Né en 1970 à Conflans-Sainte-Honorine (FR)
Vit et travaille à Berlin (DE) et à Paris (FR)
1994
Patron, chevilles de couleur
Dimensions variables
Acquisition: 1999
Le mur de chevilles s’étend sur la totalité de la surface d’un mur de l’espace d’exposition. L’œuvre est réalisée selon un principe défini par l’artiste : apposer sur un mur blanc un coupon de 60 par 60 cm délimitant les emplacements des trous à pratiquer, se munir des chevilles correspondantes, de sections et de couleurs différentes – une section correspondant à une couleur – et d’une perceuse pour pratiquer les trous. On reproduira à loisir le patron, et l’on répétera le geste, patiemment, pour cribler le mur de chevilles.

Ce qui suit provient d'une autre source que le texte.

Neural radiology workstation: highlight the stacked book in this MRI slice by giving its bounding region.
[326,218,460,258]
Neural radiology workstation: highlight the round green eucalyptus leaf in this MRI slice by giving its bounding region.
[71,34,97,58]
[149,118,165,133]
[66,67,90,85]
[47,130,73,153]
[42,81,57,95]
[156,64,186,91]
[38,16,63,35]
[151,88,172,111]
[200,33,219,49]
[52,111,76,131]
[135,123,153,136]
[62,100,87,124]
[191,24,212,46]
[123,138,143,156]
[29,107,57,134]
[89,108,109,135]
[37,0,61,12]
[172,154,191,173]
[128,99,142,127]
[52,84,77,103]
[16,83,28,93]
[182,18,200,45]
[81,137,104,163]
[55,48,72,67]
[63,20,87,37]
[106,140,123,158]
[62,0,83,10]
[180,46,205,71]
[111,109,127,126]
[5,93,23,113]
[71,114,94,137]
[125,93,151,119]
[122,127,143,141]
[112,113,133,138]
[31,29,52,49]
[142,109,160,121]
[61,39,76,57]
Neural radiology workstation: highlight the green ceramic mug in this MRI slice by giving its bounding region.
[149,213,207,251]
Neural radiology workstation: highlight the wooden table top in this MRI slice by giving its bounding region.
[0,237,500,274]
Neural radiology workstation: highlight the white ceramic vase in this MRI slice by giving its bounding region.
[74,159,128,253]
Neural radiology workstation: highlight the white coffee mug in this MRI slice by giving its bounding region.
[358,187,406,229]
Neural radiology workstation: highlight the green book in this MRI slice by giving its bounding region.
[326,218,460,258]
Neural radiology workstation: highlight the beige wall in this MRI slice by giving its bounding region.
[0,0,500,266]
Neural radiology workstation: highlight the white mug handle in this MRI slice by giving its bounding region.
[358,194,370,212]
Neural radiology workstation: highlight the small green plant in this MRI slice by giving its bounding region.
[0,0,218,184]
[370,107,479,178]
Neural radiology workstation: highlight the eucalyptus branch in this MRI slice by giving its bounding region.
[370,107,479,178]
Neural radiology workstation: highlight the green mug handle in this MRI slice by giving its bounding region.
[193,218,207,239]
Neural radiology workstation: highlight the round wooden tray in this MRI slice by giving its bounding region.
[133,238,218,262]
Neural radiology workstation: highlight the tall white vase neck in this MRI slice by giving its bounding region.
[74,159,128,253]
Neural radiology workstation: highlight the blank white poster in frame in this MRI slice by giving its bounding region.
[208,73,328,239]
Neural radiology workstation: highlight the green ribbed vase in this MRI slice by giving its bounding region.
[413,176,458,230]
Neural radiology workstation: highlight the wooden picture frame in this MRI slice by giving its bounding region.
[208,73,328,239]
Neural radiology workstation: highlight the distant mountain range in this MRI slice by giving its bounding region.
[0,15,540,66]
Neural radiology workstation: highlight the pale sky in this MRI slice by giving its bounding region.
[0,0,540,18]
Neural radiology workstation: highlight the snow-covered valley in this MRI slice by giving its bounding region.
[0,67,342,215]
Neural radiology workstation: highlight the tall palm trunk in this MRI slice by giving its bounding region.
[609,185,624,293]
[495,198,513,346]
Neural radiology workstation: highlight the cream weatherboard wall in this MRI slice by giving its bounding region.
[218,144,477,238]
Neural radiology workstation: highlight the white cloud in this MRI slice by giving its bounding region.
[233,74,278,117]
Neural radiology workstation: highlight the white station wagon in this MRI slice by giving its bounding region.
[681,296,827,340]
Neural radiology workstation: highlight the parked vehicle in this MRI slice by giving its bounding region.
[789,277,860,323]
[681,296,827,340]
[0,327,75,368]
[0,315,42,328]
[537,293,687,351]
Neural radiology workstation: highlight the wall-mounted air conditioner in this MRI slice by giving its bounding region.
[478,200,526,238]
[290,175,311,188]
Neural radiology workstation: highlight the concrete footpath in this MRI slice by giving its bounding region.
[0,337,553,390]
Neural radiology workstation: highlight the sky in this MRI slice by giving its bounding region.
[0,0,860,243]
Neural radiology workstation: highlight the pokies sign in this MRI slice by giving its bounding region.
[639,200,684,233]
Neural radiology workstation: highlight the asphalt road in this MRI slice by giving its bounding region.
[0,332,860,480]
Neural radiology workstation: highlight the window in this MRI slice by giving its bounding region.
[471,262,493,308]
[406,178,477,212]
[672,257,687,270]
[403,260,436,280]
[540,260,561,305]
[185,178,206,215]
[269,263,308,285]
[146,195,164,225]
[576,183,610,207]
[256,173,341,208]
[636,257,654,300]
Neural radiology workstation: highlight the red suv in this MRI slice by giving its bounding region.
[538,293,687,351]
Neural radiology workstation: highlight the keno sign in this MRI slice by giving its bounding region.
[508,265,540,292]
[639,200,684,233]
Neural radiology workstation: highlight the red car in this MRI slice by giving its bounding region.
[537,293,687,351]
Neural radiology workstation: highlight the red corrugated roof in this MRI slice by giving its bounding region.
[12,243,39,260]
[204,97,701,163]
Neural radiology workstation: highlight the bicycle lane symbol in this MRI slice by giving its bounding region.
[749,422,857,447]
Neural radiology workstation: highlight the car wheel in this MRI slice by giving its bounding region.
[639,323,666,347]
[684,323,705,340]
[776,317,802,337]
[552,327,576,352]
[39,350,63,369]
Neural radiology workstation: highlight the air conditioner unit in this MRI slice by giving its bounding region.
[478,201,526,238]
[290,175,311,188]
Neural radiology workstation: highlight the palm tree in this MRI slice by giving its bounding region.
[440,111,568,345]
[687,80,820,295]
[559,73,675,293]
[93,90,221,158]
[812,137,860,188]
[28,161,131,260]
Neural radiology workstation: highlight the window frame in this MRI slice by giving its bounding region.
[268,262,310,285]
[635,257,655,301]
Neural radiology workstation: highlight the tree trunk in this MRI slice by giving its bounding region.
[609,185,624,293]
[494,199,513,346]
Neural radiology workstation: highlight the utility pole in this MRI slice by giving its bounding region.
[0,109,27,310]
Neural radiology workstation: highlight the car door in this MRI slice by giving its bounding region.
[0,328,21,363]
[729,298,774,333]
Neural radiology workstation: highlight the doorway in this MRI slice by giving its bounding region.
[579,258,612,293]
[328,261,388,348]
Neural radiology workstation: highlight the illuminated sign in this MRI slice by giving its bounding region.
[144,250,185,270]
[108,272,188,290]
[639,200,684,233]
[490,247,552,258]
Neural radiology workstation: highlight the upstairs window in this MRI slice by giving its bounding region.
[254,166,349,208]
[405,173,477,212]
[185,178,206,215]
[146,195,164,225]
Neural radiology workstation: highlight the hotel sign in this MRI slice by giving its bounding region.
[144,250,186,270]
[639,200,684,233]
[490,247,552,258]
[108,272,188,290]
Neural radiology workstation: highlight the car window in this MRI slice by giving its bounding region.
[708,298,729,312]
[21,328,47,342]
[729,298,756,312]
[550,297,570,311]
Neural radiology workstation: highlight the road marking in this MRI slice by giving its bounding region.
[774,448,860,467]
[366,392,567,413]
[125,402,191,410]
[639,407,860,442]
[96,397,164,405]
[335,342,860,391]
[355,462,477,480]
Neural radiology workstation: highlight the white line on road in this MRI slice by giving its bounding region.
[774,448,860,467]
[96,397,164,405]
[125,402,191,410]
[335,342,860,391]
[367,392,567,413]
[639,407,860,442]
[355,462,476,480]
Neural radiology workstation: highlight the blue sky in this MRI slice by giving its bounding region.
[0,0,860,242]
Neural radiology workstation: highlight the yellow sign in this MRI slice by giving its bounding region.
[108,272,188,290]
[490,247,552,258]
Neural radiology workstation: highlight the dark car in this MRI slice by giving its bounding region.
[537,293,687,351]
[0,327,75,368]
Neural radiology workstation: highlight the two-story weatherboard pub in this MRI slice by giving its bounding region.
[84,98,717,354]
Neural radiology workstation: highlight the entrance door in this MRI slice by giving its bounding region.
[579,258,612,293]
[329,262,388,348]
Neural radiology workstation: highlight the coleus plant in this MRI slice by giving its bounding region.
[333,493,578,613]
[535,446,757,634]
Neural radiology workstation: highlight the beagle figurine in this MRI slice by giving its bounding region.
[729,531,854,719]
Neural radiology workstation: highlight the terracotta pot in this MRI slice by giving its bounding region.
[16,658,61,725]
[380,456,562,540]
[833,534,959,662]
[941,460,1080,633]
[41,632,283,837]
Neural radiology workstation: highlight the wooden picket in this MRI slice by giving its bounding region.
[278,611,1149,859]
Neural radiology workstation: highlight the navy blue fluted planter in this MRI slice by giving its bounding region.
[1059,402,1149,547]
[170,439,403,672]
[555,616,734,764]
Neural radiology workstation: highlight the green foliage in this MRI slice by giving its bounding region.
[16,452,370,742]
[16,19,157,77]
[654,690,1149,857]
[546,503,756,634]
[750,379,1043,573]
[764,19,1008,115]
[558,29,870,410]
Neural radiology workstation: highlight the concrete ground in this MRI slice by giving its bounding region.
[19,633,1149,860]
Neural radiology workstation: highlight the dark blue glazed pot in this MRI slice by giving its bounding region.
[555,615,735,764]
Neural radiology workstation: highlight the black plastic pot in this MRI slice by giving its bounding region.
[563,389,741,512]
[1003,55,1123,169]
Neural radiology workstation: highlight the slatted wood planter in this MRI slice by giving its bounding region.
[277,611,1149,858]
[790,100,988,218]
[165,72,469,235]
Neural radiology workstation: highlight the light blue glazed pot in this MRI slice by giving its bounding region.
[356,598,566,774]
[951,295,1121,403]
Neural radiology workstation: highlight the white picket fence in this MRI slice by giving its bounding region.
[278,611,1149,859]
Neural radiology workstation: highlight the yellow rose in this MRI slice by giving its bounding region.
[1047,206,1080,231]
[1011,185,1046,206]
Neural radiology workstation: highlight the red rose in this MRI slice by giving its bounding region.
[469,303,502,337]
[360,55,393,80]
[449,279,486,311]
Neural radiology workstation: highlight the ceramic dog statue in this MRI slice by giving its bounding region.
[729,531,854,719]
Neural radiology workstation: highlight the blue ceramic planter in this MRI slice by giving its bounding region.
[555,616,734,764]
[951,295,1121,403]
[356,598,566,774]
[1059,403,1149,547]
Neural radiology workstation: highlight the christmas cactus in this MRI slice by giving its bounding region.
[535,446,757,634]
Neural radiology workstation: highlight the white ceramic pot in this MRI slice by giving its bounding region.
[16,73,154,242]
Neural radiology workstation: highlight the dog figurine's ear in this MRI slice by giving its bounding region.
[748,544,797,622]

La référence aux Wall Drawings de Sol LeWitt est assez immédiate. La pièce est réalisable à partir d’une notice, les dimensions et la forme physique finale dépendant étroitement du lieu choisi pour l’œuvre. Cette œuvre «peut être réalisée», comme elle pourrait ne pas l’être, rejoignant ainsi les Statements de Lawrence Weiner. Les préoccupations esthétiques ne sont pas absentes : l’attention est portée à une régularité dans l’apposition du coupon, les couleurs vives et les sections variées des chevilles venant certifier l’intention décorative. Le mur blanc, autre contrainte définie par Mathieu Mercier, vient nous assurer de cet objectif: la myriade de points ainsi activée ne se laissera pas dominer par la concurrence éventuelle d’un motif ou d’une couleur préexistante. Le mur de chevilles est éminemment pragmatique : la cheville est un objet utile, et plus particulièrement pour l’accrochage d’une œuvre ou d’un objet quelconque. Le mur est désigné comme étant une œuvre, mais, semble en attente, fixé dans l’état intermédiaire de l’accrochage : ce mur, outre sa dimension décorative, attire notre attention sur sa possible fonction, dans le cadre de la présentation d’œuvres ou de tout autre élément. En ce sens, elle nie toute autosuffisance, comme en attente de l’œuvre véritable, la possibilité d’accrocher des pièces étant laissée à l’initiative du propriétaire.
La pratique humble du bricolage et de l’aménagement intérieur, doublée d’une référence directe à l’environnement dans lequel l’artiste se situe, le monde de l’art et ses références, est une caractéristique du travail de Mathieu Mercier. Comme pour d’autres œuvres, la dimension utilitaire, l’esprit du «faites-le vous-même» et sa possible reproduction (le mur de chevilles pouvant être présenté simultanément dans plusieurs endroits) s’opposent aux catégories longtemps convoquées pour définir l’œuvre d’art. Ces données renvoient aux pratiques domestiques et à la décoration appliquée au plus grand nombre, et intègrent les mécanismes de production et de consommation industrielle au champ artistique.
Ce Mur de chevilles, au-delà de l’ambiguïté qu’il introduit entre fonction utilitaire et fonction esthétique, critique discrètement les conditions de la vie contemporaine, à mi-chemin entre travail et loisirs, oscillant entre un légitime désir de singularité et l’implacable standardisation qui menace nos intérieurs. Le parallèle établi avec les conventions et pratiques de l’art contemporain ne fait qu’en amplifier la portée.